A historic signal box on the railway line in Polegate could be pulled down after a campaign group lost its battle to get the building listed.
Network Rail wants to demolish the signal box building, and some others in the country as part of a countrywide modernisation scheme. All signalling around the country will be moved to 14 hubs – the nearest to Polegate will be at Three Bridges.
Campaigners signed a petition and appealed to English Heritage in a bid to get the building listed which would give it protection from demolition.
But this was turned down last week.
Campaigner Michael Clewett, from Polegate, said: “Regrettably English Heritage have turned down our application to have the building listed basically on the grounds that it is not unique and it has had plastic windows put in.

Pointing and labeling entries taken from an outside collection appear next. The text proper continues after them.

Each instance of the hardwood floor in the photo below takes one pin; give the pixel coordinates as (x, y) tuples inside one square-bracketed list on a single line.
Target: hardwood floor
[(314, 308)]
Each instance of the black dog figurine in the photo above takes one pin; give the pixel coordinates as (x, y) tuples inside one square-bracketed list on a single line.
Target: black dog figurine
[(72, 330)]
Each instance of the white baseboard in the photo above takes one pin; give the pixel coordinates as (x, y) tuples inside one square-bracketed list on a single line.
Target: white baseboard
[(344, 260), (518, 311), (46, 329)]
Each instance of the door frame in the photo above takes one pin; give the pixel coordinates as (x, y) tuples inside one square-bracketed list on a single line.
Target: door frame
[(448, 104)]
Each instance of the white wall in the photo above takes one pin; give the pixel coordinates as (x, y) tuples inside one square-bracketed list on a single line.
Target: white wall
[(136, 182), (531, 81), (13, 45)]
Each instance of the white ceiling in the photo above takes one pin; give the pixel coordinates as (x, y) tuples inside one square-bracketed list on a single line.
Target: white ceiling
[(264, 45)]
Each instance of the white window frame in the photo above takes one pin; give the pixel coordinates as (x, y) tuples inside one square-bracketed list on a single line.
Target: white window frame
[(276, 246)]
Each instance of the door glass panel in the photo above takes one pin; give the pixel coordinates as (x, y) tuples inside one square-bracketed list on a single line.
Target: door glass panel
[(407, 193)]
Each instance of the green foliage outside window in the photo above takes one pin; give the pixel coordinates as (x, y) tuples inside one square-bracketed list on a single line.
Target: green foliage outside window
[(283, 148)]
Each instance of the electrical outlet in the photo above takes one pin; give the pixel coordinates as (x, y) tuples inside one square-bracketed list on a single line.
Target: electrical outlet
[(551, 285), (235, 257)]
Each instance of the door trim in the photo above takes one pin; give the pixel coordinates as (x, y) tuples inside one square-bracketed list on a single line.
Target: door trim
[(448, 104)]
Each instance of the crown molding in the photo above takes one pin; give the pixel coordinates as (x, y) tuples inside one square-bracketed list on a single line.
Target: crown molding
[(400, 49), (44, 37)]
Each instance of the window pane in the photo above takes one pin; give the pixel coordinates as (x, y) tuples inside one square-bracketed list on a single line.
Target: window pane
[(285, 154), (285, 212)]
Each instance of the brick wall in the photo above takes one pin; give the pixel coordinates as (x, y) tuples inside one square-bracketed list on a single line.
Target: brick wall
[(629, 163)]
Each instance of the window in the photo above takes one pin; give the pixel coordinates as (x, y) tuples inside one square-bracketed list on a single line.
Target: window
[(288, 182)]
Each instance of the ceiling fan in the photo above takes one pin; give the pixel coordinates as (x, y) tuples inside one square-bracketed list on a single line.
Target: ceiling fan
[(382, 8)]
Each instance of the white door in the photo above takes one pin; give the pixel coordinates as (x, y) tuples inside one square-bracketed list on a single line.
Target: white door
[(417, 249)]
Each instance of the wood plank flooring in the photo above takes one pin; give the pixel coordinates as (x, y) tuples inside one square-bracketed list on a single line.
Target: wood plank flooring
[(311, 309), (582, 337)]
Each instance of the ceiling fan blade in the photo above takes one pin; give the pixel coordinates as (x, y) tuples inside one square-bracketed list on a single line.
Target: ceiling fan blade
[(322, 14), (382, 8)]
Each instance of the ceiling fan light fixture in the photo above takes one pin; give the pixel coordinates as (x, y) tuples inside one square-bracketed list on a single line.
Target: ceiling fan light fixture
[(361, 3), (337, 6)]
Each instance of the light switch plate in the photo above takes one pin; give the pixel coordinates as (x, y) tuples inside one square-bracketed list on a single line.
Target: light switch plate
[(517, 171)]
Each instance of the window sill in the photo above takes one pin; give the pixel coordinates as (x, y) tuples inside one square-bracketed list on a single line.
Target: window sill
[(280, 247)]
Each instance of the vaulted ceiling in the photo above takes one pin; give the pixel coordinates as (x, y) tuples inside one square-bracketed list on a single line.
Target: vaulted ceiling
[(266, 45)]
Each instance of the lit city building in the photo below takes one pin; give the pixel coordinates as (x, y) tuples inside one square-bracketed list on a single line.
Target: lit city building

“We think this is a poor decision. The first thing we intend to do is replace the windows with copies of the originals as shown in photographs and indeed installed in Eastbourne Box which is listed. Window replacement is perfectly normal in buildings and as long as matching ones are installed it should not affect eligibility for listed building status. Regarding uniqueness I do not think this is valid. Berwick box, next on the up-line is listed and yet this has been marred architecturally. Polegate is a far superior design particularly as regards its ornamental brickwork.
“One of the main reasons for its retention is, however, its dominant position in our High Street. A landmark known by all who use the street and one of the few Victorian buildings still standing.There were two reasons for wishing to have the building listed, a, to ensure its continued presence and b, it would make it easier to obtain funding from bodies such as the Heritage Lottery Fund.”
Mr Clewett said the group would be submitting an appeal to English Heritage and contacting Network Rail confirming details of what they want to do with the building after it’s decommissioned.
He continued: “Obviously I and the committee are very upset at the decision by English Heritage and various folk I have spoken to in the town have used words such as unbelievable, ridiculous etc. We are not deterred, however, and are carrying on with our aim to produce a small railway museum dedicated to the railway between Brighton and Hastings from its inception in 1849 up until the desecration carried out by Beeching in the 1960s.”
Mr Clewett said this was a private venture on behalf of the residents and there was no political involvement of any kind or any town council funds.
The railway company hopes to start the three month demolition work from December as part of a country-wide scheme to rid itself of almost all signal boxes as they become redundant. A spokesman for Network Rail said: “As part of the modernisation of signalling on the railway which is taking place across the country, the signal box at Polegate will not be needed when its operations are transferred to a new signalling centre at Three Bridges. We are in discussions with the local authority and local people about whether the box has an alternative use within the community.”